The R&D allocation was later revised down to ₹919 crore. Till December 2025, BARC had spent about 55 per cent.

The Budget for 2026-27 has nearly doubled BARC’s R&D allocation to ₹1,800 crore.

BARC’s inability to spend allocated funds has been flagged by the Parliamentary Standing Committee examining the department’s demands for grants. The committee noted that the gap between budget estimates and actual utilisation “reflects a recurring pattern of over-estimation… compounded by procedural delays in project execution”.

Among the major projects pending for decades, the accelerator-driven subcritical systems (ADSS) project has been on the anvil since at least 2001. Similarly, plans for a high-intensity 1 GeV proton accelerator, potentially placing India at the forefront of nuclear fusion technology, have seen little progress for over two decades. BARC’s high-temperature reactor for hydrogen production was presented internationally as early as 2006, but no product is yet in the market.

The committee cautioned that higher allocations must be matched by “improvements in execution readiness”.

BRIT, a unit of BARC, allocated ₹88 crore in 2025-26 (later revised to ₹35 crore), spent only ₹12.43 crore, a third of the revised estimate. The 2026-27 Budget has again raised the allocation to ₹76 crore.

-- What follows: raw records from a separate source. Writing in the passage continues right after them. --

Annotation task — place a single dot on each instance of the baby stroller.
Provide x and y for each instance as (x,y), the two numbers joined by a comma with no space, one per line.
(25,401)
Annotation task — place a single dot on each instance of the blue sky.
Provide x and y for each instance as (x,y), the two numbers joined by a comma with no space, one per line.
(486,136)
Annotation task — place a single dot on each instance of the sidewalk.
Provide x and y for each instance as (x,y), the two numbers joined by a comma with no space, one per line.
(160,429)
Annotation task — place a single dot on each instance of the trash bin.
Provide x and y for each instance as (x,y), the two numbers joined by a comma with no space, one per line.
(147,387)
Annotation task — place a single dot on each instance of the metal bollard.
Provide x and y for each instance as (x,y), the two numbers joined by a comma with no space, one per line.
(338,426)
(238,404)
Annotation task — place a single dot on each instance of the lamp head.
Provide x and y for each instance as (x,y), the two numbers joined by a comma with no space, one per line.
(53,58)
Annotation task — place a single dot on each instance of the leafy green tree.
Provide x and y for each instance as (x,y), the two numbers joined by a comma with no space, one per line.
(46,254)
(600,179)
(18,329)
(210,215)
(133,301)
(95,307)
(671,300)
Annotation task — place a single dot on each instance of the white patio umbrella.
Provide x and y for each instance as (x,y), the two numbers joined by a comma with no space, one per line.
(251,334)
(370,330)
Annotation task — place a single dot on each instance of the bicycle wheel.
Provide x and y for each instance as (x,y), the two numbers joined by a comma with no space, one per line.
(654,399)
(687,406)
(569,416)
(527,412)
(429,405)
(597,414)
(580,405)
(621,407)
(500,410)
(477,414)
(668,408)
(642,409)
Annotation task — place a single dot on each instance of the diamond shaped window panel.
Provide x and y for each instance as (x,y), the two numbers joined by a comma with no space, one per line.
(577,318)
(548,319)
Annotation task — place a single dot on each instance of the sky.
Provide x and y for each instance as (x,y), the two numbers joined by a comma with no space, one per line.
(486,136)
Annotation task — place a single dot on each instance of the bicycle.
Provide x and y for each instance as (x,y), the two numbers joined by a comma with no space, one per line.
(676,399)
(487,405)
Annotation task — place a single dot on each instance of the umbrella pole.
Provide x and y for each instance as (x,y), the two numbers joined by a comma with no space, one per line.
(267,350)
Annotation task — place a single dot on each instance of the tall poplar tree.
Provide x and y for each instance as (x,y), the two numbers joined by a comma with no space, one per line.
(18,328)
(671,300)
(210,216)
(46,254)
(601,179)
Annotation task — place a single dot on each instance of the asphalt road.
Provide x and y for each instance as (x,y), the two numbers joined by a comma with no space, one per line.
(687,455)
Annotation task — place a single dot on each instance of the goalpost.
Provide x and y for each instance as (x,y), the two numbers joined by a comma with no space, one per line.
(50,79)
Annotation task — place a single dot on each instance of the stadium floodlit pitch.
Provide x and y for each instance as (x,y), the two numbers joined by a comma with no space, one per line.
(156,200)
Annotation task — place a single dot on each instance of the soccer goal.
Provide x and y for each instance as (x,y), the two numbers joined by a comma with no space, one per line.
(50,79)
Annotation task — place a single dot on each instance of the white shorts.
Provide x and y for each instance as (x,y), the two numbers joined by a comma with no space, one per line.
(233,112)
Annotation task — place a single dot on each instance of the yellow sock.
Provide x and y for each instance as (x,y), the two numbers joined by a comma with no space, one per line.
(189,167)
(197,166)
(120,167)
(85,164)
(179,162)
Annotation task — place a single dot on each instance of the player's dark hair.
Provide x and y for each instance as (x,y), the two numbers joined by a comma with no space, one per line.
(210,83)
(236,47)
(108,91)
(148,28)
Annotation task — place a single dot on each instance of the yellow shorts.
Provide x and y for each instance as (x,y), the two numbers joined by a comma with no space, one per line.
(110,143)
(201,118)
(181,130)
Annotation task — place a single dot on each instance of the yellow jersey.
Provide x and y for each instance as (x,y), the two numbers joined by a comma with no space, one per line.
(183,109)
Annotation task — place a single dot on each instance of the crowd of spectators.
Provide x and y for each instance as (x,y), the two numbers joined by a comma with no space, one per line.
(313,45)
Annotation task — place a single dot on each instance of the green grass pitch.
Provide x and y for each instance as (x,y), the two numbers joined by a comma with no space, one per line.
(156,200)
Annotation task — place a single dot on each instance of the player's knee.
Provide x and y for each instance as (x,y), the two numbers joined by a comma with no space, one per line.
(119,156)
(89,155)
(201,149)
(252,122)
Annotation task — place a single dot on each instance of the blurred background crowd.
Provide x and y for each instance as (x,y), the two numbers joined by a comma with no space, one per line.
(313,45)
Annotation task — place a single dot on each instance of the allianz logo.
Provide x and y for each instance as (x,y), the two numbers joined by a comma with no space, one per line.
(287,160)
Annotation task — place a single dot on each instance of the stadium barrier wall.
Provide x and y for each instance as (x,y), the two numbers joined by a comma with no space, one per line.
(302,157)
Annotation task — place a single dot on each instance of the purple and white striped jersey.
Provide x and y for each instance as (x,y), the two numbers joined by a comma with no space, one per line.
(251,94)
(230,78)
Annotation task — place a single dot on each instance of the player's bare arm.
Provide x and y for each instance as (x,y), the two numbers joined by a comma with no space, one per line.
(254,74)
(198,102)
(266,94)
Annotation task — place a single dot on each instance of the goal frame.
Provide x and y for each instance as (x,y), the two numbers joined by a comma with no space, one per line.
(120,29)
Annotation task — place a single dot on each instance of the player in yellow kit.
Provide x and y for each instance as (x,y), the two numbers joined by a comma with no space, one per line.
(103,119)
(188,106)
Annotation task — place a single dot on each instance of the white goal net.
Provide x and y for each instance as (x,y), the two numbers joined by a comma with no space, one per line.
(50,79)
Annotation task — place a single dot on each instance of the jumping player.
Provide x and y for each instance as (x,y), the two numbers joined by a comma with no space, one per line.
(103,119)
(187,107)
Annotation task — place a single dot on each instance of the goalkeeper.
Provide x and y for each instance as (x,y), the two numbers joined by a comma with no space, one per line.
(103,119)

RRCAT spent ₹42 crore (till December 2025) against an original allocation of ₹178 crore and a revised estimate of ₹63 crore. The gap is even starker for IGCAR, where the original allocation of ₹225 crore was cut to ₹68 crore, with actual spending at ₹50 crore.

‘Expenditure vacuum’

The department attributed the underspending to project cycles — several projects were concluded in 2023-24, while new ones began only in October 2025. The committee, however, was not convinced, calling it “indicative of a deeper structural issue”. It observed that the gap between the conclusion of one project cycle and the initiation of the next cycle “has resulted in a prolonged expenditure vacuum at a premier nuclear research institution”.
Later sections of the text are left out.